Kurzfassung: Jemand hat für Chantal eine unangenehme Fake-Seite erstellt, auf der sie wüst beschimpft wird. Sie meldet das an SchülerVZ und es dauert mehr als drei Tage, bis die Seite entfernt wird. Bei der örtlichen Polizei scheint man von dem Phänomen Internetmobbing (angeblich!) noch nichts gehört zu haben – der Fall selbst ist offenbar von 2009 –, Chantal und ihre Eltern schalten eine Anwältin ein, um SchülerVZ zur Verantwortung zu ziehen, weil das Entfernen zu lange gedauert hat. Am Ende unterzeichnet SchülerVZ kurz vor Prozessbeginn eine Unterlassungserklärung.

In dem Bericht wird gezeigt, wie Chantal gegen die VZ-Netzwerke vorgeht und versucht, sie dafür haftbar zu machen, dass jemand sich als sie ausgegeben und unwahre Dinge verbreitet hat. Von mir aus können die VZ-Netzwerke auch dazu verpflichtet werden, in einem Zeitraum von ε Minuten nach Meldung „offensichtlich verunglimpfende“ Inhalte (im Fall Chantal beispielsweise, dass sie lesbisch sei; das soll mal einer als verunglimpfend erkennen...) zu entfernen – zumindest bis der erste sich beschwert, dass sein richtiges Profil gelöscht wurde ;-) – aber dafür, dass es Leute gibt, die solche Inhalte erstellen? (Ist eigentlich ein Pinnwandbetreiber dafür haftbar zu machen, dass jemand dort Dinge mit strafbarem Inhalt aufhängt?) Natürlich weiß keiner, was in dem Brief und der Unterlassungserklärung von Chantals Anwältin genau stand, aber man kann sich auch so vorstellen, warum die VZ-Netzwerke einem Gerichtsprozess eher ausweichen wollten.

Man stelle sich mal vor, ein Gericht würde entscheiden, dass SchülerVZ dafür verantwortlich ist, was Mitglieder dort anonym posten... man könnte durchaus nachvollziehen, wenn die Geschäftsführung sich wahlweise den Strick nimmt oder den Laden dicht macht und mit dem verdienten Geld in die USA auswandert, um dort nochmal von vorn anzufangen. (Gibt es eigentlich ähnliche Fälle bei Facebook?) Ich mag diesen ganzen Laden tatsächlich nicht – und der Jugendschutzbeauftragte von SchülerVZ Gröschel ist sich echt nicht zu blöd, auf einer Veranstaltung mit dem Titel „Das Ende der Privatheit“ zu sagen: „Alle Anwesenden, ich vermute, die sind so etwa im Alter meiner Eltern: Ich hoffe, Sie schaffen es in den nächsten Tagen, sich auch manchmal daran zu erinnern, wie Sie ihre Lederjacke angezogen haben und zum Beatles-Konzert gegangen sind und wie fürchterlich sich Ihre Eltern darüber aufgeregt haben [...] so funktioniert das eben mit den Jugendlichen“ – aber aus Unternehmersicht können die einem manchmal echt leid tun, hier in Deutschland.

Im Film werden auch zwei Mädchen, die selbst solche Hate-Profile erstellt haben, befragt, wieso sie so etwas gemacht haben.

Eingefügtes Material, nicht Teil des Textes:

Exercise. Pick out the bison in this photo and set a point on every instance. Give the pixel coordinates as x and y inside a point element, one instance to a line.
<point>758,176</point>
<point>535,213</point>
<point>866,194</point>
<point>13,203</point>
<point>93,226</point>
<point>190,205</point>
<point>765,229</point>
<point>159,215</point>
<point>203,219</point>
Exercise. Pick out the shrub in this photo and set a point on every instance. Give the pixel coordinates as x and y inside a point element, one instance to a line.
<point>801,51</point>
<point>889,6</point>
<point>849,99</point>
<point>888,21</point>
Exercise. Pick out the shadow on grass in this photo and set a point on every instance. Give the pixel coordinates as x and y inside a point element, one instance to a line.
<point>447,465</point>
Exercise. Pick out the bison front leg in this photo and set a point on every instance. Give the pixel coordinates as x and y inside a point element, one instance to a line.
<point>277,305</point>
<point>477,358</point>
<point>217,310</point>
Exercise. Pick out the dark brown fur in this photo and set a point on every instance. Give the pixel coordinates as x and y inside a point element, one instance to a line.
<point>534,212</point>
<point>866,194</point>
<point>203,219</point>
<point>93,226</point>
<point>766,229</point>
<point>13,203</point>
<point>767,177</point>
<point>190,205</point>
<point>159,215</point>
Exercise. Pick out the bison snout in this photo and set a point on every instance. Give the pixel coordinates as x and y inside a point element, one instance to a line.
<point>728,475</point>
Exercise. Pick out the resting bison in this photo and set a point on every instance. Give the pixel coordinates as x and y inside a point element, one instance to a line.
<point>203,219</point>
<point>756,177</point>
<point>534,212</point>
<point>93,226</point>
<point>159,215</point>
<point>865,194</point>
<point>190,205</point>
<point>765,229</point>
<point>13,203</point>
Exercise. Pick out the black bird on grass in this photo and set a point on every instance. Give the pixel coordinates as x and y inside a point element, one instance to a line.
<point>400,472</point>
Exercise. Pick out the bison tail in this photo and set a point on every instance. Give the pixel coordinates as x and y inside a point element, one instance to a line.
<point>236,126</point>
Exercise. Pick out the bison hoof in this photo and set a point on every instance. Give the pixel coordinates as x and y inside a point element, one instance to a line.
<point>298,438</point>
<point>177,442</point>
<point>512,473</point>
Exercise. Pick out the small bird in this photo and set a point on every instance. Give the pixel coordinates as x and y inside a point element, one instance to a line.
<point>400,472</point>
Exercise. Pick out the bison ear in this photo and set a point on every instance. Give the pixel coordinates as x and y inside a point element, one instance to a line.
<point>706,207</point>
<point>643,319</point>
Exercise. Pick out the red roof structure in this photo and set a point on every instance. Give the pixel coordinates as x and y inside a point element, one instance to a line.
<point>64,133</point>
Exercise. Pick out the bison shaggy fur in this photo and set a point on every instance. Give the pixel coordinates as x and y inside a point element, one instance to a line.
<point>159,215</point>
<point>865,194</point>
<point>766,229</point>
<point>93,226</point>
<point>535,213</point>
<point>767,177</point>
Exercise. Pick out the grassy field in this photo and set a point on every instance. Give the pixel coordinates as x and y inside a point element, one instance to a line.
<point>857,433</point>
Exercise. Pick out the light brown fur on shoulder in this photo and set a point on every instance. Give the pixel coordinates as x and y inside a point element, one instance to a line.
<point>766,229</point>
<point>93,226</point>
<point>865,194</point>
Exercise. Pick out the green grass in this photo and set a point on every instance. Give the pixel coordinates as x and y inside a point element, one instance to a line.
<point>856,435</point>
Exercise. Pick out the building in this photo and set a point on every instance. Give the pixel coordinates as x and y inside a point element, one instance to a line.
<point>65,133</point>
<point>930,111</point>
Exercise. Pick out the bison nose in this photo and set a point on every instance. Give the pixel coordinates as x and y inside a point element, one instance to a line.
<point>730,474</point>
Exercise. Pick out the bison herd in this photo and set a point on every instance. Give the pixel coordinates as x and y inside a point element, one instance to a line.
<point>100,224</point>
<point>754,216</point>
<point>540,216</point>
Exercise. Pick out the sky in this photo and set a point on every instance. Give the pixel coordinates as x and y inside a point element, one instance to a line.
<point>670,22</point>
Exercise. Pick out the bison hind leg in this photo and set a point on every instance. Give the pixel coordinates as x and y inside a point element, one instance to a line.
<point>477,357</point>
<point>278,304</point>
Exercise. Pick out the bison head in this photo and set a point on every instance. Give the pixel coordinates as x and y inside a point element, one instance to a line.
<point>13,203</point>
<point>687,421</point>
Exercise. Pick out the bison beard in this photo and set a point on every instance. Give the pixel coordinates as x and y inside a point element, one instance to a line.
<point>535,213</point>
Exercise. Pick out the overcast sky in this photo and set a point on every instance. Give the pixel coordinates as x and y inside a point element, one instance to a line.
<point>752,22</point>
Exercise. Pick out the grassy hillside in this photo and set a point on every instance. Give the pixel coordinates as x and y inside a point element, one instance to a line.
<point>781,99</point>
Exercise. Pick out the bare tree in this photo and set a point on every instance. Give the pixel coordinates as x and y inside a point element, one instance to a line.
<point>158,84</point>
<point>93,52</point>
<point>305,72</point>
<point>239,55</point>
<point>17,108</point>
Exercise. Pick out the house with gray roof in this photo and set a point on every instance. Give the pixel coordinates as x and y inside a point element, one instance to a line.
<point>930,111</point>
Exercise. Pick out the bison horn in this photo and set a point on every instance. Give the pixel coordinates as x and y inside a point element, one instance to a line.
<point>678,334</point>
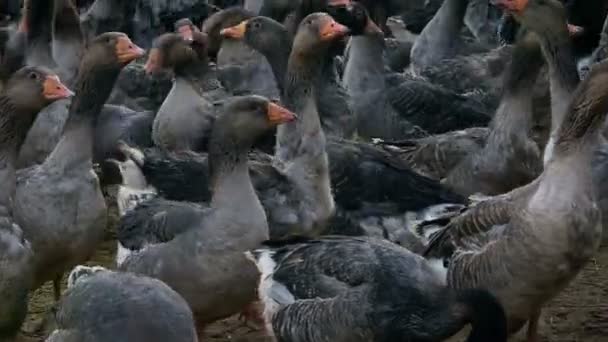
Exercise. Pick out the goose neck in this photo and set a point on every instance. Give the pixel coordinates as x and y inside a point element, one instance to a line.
<point>229,172</point>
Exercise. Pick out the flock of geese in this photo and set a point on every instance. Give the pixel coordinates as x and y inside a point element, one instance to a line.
<point>323,181</point>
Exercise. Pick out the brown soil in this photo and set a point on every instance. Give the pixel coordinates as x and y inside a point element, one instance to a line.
<point>579,314</point>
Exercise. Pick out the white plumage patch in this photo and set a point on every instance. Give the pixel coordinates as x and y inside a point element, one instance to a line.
<point>272,294</point>
<point>439,268</point>
<point>81,272</point>
<point>128,198</point>
<point>122,254</point>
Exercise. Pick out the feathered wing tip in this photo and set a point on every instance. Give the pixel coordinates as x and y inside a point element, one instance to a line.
<point>135,188</point>
<point>128,198</point>
<point>82,272</point>
<point>486,315</point>
<point>272,294</point>
<point>431,220</point>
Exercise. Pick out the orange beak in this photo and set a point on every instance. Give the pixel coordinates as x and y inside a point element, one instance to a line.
<point>515,6</point>
<point>372,28</point>
<point>235,32</point>
<point>186,33</point>
<point>53,89</point>
<point>127,51</point>
<point>332,30</point>
<point>153,62</point>
<point>336,3</point>
<point>278,115</point>
<point>575,30</point>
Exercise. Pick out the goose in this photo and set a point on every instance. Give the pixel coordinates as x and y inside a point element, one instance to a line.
<point>439,55</point>
<point>521,246</point>
<point>364,80</point>
<point>271,38</point>
<point>59,204</point>
<point>188,108</point>
<point>55,40</point>
<point>200,258</point>
<point>355,171</point>
<point>241,69</point>
<point>102,305</point>
<point>364,289</point>
<point>510,158</point>
<point>28,91</point>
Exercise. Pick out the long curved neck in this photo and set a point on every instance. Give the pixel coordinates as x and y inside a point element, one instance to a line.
<point>228,170</point>
<point>93,87</point>
<point>68,39</point>
<point>303,137</point>
<point>513,118</point>
<point>440,39</point>
<point>13,129</point>
<point>365,66</point>
<point>563,77</point>
<point>278,58</point>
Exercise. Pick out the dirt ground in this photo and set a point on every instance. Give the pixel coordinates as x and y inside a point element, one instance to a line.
<point>579,314</point>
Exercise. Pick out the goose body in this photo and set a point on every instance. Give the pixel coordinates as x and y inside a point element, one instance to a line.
<point>27,92</point>
<point>127,307</point>
<point>381,292</point>
<point>59,203</point>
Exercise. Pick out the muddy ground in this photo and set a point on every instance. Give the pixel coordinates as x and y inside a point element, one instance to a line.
<point>579,314</point>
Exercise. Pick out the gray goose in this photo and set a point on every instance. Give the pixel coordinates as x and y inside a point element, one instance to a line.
<point>101,305</point>
<point>27,92</point>
<point>510,158</point>
<point>197,249</point>
<point>527,245</point>
<point>188,108</point>
<point>346,289</point>
<point>59,204</point>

Mit schonungsloser Offenheit erzählen die beiden, wie sie die Anonymität im Netz nutzen, um andere anzuschreien, zu beleidigen, wie sie gerade Lust haben. Eines der Mädchen erzählt, wie sie ein Fake-Profil für eine Mitschülerin erstellt hat, die sich an ihren Freund herangemacht hat. „Zum Schluss wurde sie so fertiggemacht, dass sie dann von der Schule gegangen ist. Und das wollte ich ja damit erreichen, sie... fertigmachen.“ „Es war angenehm für mich, zu sehen, wie sie darunter gelitten hat.“
Das ist harter Stoff. Und ja, so etwas hat es bestimmt zu jeder Zeit gegeben, aber nicht immer haben sich Gerüchte innerhalb von Minuten in der ganzen Schule verbreitet und nicht immer war man auch gezwungen, seine ganze Geschichte in eine potentiell neuen Schule mitzunehmen.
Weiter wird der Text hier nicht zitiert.